Also, in your position, I would be very curious what would happen to
highlighting performance, if I just took the EdgeNGramFilter out of the
analysis chain and reindexed. That would immediately tell you that the
problem lives there (or not).

-- Bryan

> -----Original Message-----
> From: Bryan Loofbourrow [mailto:bloofbour...@knowledgemosaic.com]
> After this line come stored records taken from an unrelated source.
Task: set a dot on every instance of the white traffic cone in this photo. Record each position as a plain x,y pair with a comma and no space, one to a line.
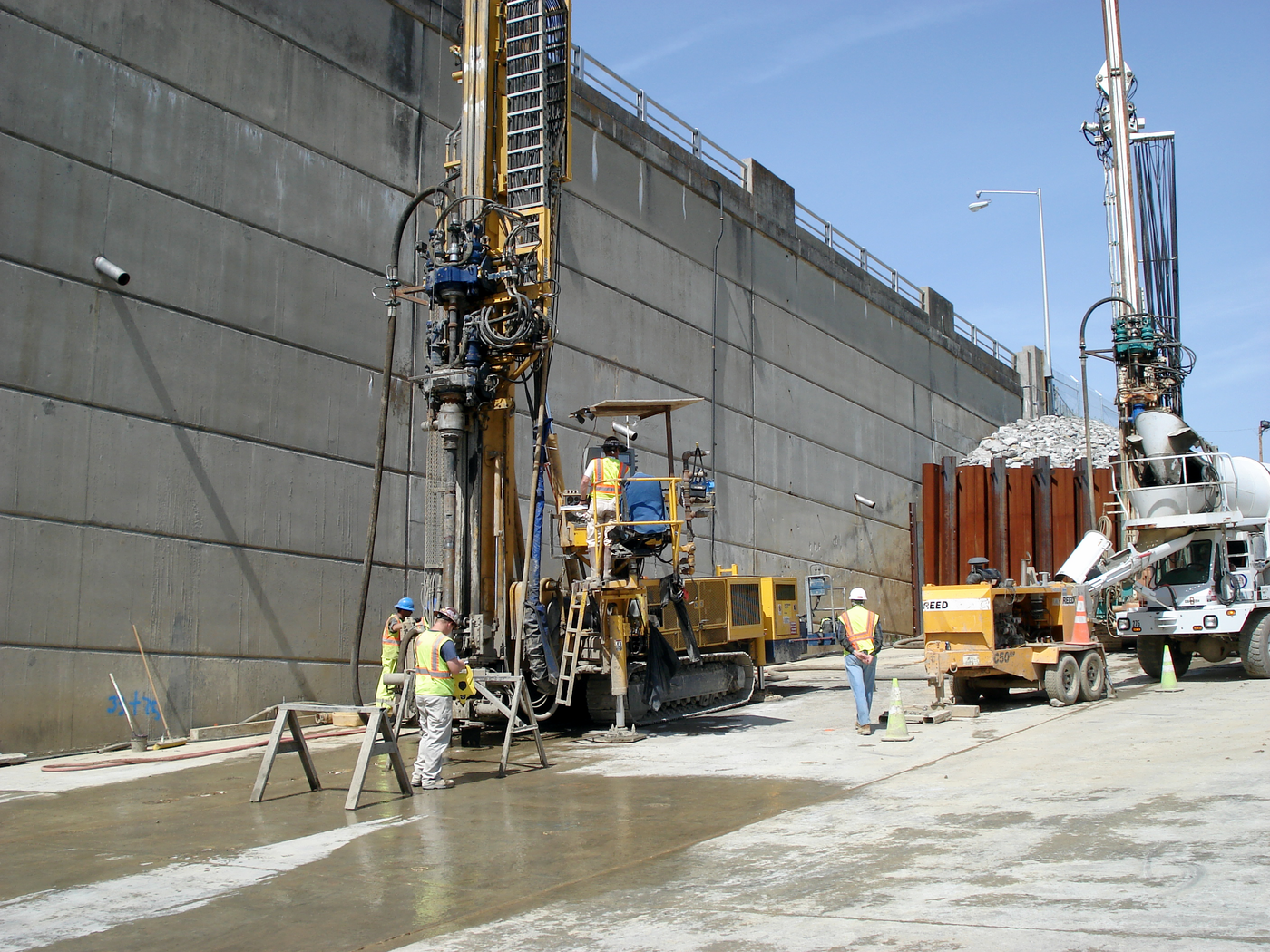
897,729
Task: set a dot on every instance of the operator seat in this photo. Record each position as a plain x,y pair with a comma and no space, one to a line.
643,501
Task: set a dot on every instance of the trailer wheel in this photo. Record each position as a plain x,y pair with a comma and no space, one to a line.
1094,675
1255,645
965,691
1063,681
1151,656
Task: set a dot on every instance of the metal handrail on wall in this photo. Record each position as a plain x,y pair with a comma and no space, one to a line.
593,73
587,69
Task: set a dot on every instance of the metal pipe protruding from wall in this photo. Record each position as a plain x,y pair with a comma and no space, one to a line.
111,269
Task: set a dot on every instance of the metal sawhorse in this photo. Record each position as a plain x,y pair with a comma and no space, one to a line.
518,702
378,740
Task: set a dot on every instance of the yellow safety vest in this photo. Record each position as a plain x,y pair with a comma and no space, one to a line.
435,676
606,473
860,624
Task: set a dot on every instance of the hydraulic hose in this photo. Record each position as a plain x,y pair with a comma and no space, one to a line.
385,390
714,367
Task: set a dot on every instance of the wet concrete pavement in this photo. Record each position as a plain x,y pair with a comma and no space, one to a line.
1129,824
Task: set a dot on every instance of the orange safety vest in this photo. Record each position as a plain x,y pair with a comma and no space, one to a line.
606,473
860,628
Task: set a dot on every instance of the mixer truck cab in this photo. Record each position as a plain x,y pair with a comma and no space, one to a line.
1206,599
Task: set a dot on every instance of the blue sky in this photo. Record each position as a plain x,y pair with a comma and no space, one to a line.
886,117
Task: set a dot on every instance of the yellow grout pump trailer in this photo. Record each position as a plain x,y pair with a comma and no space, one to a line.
991,637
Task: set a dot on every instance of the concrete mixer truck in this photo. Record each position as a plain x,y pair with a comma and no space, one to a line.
1200,520
1197,517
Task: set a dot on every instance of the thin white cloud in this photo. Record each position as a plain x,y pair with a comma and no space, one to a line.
855,28
683,41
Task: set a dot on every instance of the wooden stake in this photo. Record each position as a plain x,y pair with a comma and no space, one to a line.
152,689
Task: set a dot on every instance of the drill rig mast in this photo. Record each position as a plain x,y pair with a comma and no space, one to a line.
488,268
1197,517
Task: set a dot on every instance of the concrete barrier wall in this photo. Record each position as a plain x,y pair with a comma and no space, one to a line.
192,453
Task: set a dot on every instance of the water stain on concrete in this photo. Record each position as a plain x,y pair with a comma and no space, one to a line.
484,850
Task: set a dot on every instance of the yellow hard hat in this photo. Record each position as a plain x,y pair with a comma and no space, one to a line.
464,685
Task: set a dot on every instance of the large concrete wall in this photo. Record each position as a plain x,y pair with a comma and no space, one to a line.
192,453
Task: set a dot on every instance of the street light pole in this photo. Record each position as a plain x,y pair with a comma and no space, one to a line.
1048,371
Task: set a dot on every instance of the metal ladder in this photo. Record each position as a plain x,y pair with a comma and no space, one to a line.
569,651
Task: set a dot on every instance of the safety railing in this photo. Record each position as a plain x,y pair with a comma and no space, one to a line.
594,73
1067,390
587,69
984,342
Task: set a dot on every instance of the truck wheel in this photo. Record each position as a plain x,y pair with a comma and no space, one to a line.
965,691
1063,681
1094,675
1255,645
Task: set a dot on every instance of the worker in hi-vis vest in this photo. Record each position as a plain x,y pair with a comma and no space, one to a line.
602,480
437,663
399,624
861,641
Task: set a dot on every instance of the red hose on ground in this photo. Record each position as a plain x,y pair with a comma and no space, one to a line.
188,755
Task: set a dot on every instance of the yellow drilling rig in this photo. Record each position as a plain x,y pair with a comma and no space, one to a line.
488,267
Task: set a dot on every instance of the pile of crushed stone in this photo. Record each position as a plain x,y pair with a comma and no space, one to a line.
1060,438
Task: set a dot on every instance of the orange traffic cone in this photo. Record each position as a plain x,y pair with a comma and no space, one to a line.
1081,624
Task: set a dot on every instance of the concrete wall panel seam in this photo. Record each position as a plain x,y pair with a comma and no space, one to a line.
210,431
200,206
131,295
253,121
200,541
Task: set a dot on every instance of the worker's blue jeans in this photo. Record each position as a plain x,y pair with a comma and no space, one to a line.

> Sent: Tuesday, June 18, 2013 5:16 PM
> To: 'solr-user@lucene.apache.org'
> Subject: RE: Slow Highlighter Performance Even Using
FastVectorHighlighter
>
> Andy,
>
> OK, I get what you're doing. As far as alternate paths, you could index
> normally and use WildcardQuery, but that wouldn't get you the boost on
> exact word matches. That makes me wonder whether there's a way to use
> edismax to combine the results of a wildcard search and a non-wildcard
> search against the same field, boosting the latter. I haven't looked
into
> it, but it seems possible that it might be done.
>
> I am perplexed at this point by the poor highlight performance you're
> seeing, but we do have your profiling data that suggests that you have a
> very large number of matches to contend with, so that's interesting.
>
> At this point, faced with your issue, I would step my way through the
> FastVectorHighlighter code. About the first thing it does for each field
> is walk the terms in the document, and retain only those that matched
some
> terms in the query. It may be interesting to see this set of terms it
ends
> up with -- is it excessively large for some reason?
>
> -- Bryan
>
> > -----Original Message-----
> > From: Andy Brown [mailto:andy_br...@rhoworld.com]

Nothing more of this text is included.